Mais ce n’est qu’à dater des premières reconnaissances de leur pays par les savants et les touristes, que les Chamoniards, tout en gardant leur humeur voyageuse, l’ont en même temps reportée sur leurs montagnes.
Le naturaliste genevois leur rend encore ces excellents témoignages:
«Ils sont en général honnêtes, fidèles, très attachés à la pratique des devoirs de leur religion. Ce seroit, par exemple, en vain qu’on tenteroit de les engager à partir un jour de fête avant d’avoir entendu la messe. Ils savent être économes, et en même temps très charitables; on peut citer, non pas seulement des traits, mais des usages consacrés, qui témoignent de leur bienfaisance. Il n’y a chez eux ni hôpitaux, ni fondations en faveur des pauvres; mais les orphelins et les vieillards, qui n’ont aucun moyen de subsistance, sont nourris alternativement par tous les habitants de la paroisse: chacun à son tour les garde chez lui, et les entretient pendant un nombre de jours proportionné à ses facultés, et quand le tour est fini, on le recommence. Si un homme, par ses infirmités ou son grand âge, ne peut pas faire valoir son bien, et n’a pas de quoi entretenir des domestiques, ses voisins s’entendent entr’eux pour le lui cultiver. Il y a quelques années que l’Arve, en se debordant, avoit couvert de pierres et de gravier toutes les possessions d’un paysan, hors d’état de faire les frais nécessaires pour les déblayer, et qui par là se trouvoit entièrement ruiné. La communauté entière demanda au Curé la permission de consacrer à ce travail plusieurs jours de fête consécutifs. Jeunes, vieux, femmes, enfants, tous sans exception y travaillèrent sans relâche, jusqu’à ce que la terre fût remise en valeur; et on construisit même une digue pour la préserver à jamais de cet accident .»

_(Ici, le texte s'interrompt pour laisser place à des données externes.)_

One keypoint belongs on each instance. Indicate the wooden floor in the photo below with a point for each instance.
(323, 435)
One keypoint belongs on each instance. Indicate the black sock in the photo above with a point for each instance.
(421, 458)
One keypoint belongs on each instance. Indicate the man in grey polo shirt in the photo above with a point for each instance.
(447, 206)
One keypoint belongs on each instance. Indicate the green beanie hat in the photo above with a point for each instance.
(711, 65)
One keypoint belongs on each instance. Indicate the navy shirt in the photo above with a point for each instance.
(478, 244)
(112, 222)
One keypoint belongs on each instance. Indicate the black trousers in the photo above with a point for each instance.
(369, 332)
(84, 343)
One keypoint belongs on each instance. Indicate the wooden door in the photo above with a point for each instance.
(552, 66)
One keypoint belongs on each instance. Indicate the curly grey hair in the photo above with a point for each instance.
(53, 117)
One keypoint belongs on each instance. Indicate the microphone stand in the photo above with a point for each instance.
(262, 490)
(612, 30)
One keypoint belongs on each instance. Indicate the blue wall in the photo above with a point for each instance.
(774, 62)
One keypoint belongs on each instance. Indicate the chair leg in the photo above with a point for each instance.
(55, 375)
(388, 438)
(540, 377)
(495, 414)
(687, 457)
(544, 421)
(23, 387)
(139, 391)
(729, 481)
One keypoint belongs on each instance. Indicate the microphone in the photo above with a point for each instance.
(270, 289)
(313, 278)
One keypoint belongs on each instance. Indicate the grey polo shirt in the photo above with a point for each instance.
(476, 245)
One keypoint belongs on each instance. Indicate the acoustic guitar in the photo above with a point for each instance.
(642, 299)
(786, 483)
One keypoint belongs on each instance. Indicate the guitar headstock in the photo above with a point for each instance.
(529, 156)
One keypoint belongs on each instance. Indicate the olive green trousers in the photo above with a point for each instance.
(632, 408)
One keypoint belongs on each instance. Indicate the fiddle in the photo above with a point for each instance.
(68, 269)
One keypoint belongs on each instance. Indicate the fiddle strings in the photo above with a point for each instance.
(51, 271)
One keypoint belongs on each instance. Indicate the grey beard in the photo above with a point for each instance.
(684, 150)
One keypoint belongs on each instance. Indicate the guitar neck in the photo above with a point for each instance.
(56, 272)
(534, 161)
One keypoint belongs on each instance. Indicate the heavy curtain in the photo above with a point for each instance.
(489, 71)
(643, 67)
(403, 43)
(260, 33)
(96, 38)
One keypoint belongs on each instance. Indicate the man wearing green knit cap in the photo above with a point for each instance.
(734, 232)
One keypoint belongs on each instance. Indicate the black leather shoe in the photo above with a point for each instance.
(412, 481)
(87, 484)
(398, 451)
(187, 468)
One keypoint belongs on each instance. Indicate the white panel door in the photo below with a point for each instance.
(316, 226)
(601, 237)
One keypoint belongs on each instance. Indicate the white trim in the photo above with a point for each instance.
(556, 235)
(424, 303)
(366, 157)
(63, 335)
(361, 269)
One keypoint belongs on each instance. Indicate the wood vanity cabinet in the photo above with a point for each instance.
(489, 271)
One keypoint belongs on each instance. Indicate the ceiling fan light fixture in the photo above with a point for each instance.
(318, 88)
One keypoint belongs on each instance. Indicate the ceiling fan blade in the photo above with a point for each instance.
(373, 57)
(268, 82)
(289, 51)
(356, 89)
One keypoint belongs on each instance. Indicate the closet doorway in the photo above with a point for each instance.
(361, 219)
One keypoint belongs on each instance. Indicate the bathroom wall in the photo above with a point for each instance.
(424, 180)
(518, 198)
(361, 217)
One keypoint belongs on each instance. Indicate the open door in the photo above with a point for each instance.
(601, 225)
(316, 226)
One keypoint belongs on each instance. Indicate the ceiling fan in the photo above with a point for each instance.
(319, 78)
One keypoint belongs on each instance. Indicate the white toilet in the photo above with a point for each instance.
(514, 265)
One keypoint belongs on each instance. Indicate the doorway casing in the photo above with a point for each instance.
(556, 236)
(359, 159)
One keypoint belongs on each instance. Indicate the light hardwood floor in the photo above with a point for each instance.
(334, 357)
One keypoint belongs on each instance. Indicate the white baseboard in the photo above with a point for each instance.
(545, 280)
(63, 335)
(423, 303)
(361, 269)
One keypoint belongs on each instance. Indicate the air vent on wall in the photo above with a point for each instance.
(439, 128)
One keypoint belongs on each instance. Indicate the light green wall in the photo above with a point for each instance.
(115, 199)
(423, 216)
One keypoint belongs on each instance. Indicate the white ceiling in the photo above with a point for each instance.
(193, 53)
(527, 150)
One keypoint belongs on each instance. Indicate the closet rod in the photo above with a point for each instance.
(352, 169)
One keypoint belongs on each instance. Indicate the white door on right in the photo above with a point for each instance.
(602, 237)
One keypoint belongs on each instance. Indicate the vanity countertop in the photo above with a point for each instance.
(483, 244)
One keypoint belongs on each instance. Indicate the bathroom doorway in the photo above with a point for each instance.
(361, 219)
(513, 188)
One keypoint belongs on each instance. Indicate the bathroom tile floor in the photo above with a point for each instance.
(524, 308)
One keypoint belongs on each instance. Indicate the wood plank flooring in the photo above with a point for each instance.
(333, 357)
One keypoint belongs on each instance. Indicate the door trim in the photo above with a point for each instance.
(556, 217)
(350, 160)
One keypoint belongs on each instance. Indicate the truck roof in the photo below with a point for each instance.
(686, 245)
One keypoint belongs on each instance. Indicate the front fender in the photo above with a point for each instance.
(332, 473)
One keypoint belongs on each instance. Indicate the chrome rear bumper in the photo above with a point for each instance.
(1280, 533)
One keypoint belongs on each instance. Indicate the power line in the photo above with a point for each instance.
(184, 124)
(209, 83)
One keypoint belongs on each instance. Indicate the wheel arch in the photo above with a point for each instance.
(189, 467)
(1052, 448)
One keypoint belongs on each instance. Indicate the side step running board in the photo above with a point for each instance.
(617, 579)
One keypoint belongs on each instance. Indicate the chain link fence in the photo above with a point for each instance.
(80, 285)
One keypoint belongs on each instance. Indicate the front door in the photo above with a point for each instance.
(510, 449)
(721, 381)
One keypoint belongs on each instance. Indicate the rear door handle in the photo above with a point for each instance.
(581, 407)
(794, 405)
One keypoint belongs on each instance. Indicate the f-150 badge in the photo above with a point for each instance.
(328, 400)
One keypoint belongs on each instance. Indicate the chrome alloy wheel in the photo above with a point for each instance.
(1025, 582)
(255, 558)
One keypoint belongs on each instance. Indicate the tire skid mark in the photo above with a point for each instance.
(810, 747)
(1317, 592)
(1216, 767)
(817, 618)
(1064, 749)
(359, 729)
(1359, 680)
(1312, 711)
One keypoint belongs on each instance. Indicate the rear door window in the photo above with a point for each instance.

Puisse le progrès, la civilisation, les idées modernes, tant d’autres choses à la mode, que leur portent aujourd’hui les heureux du siècle, avec le spectacle d’une vie souvent désœuvrée et à mœurs faciles, maintenir du moins parmi la génération actuelle, en même temps qu’une aisance toujours croissante, la vie sobre et les vertus patriarcales des bons aïeux!
Mais nous oublions que notre dessein n’était pas de trop nous écarter du Mont-Blanc.